I recently read a departmental memo that struck all the right chords, clear, empathetic, visionary. But something felt off. It was too polished.
As it turns out, the memo was AI-generated. It made me pause and reflect: in a world where communication can be simulated at scale, what does it mean to be authentic?
For public sector leaders, this question isn’t philosophical, it’s practical.
The New Authenticity Gap
Artificial intelligence is changing the landscape of leadership. From policy briefs to constituent outreach, AI tools can now mimic tone, sentiment, and insight with remarkable fluency. But imitation isn’t connection.
In public service, trust isn’t earned through perfect prose, it’s earned through presence. Through consistency. Through leadership that feels grounded in real values and experience.
The risk is this: as the tools get better, the human voice becomes harder to distinguish and easier to question.
Public servants and employees are already predisposed to skepticism. Negativity bias tells us that people tend to focus more on what feels false or manipulative. Add in confirmation bias, and you’ve got a workforce that may interpret overly polished AI-generated messages as just more evidence of top-down detachment.
What Does It Mean to Be Authentic?
Let’s get practical. Authenticity isn’t about oversharing or rejecting innovation. It’s about alignment between what we believe, what we say, and what we do.
In change leadership, it’s called the “Say-Do Gap” — the space between what leaders say they value and what their actions demonstrate. Authenticity is about narrowing that gap.
Why is this so important now?
- In times of transformation, when budgets are shifting, roles are evolving, and systems are being reimagined, this alignment is the foundation for real trust.
- In high-stakes, high-scrutiny environments like the public sector, this alignment is everything. Employees and constituents are watching closely. “Do you mean what you say? Will you follow through?”

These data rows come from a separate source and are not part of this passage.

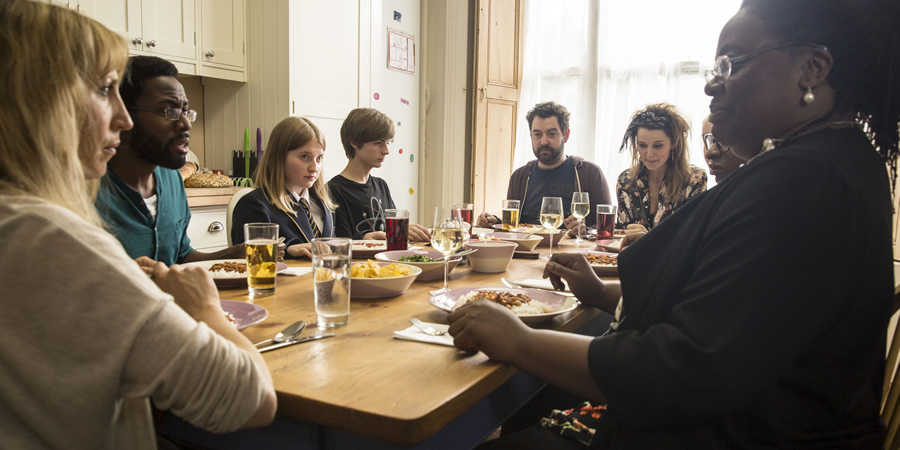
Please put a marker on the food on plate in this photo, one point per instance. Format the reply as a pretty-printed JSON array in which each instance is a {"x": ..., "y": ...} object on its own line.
[
  {"x": 418, "y": 258},
  {"x": 371, "y": 269},
  {"x": 229, "y": 266},
  {"x": 518, "y": 303},
  {"x": 606, "y": 260},
  {"x": 206, "y": 180}
]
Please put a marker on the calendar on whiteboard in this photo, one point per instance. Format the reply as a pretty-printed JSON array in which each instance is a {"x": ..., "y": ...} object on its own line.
[{"x": 401, "y": 51}]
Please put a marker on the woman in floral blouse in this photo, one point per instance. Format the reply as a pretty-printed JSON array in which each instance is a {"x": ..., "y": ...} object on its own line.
[{"x": 661, "y": 179}]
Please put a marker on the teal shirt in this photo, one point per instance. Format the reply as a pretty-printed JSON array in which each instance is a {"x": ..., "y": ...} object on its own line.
[{"x": 162, "y": 238}]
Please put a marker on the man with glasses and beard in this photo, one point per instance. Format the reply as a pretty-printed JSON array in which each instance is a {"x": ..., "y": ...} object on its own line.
[
  {"x": 552, "y": 174},
  {"x": 142, "y": 197}
]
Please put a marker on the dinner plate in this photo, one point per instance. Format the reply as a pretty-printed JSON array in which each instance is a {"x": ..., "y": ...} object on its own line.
[
  {"x": 229, "y": 279},
  {"x": 364, "y": 249},
  {"x": 602, "y": 269},
  {"x": 560, "y": 303},
  {"x": 245, "y": 314}
]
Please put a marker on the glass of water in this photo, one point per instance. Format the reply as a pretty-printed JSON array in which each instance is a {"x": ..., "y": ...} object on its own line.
[{"x": 331, "y": 279}]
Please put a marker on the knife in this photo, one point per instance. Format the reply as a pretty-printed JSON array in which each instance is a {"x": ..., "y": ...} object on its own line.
[{"x": 296, "y": 341}]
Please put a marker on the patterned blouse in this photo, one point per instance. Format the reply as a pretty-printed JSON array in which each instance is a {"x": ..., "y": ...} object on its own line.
[{"x": 634, "y": 197}]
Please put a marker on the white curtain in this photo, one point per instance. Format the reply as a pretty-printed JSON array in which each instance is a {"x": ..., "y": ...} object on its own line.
[{"x": 605, "y": 59}]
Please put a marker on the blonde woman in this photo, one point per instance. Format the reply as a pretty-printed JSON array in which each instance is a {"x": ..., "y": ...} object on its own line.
[
  {"x": 291, "y": 192},
  {"x": 88, "y": 338},
  {"x": 660, "y": 179}
]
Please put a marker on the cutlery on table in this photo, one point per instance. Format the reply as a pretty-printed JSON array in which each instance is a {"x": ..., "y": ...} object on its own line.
[
  {"x": 319, "y": 335},
  {"x": 511, "y": 284},
  {"x": 425, "y": 328},
  {"x": 291, "y": 332}
]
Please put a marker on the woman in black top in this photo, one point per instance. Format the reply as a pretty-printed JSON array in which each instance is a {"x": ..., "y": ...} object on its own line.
[
  {"x": 736, "y": 324},
  {"x": 290, "y": 189}
]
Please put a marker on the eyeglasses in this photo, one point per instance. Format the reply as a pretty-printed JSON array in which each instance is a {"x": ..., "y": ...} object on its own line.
[
  {"x": 171, "y": 113},
  {"x": 709, "y": 141},
  {"x": 721, "y": 70}
]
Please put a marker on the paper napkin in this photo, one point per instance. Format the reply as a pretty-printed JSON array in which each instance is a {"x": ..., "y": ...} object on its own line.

When there’s a mismatch — when messages feel manufactured or disconnected from reality — the trust erosion is fast and hard to reverse. But when words and behaviors align over time, even imperfect communication carries weight.
How Public Sector Leaders Can Stay (and Feel) Authentic
Here are five practical ways to embrace both technology and human nature to effectively lead in the evolving age of AI:
1. Be transparent.
You don’t have to disclose every tool used, but when appropriate, naming the role AI plays in your communication can build trust, not erode it. People appreciate honesty over polish.
2. Don’t outsource your voice.
Generative AI can be a powerful first draft partner. Use it to save time, explore tone, or structure messages. But let your lived experience and leadership point of view shape the final product. If it doesn’t sound like you, it won’t feel like leadership.
3. Practice strategic self-disclosure.
Public servants aren’t looking for confessions; they’re looking for context. When you share a personal experience that aligns with a policy, priority, or pain point, it signals empathy and being grounded.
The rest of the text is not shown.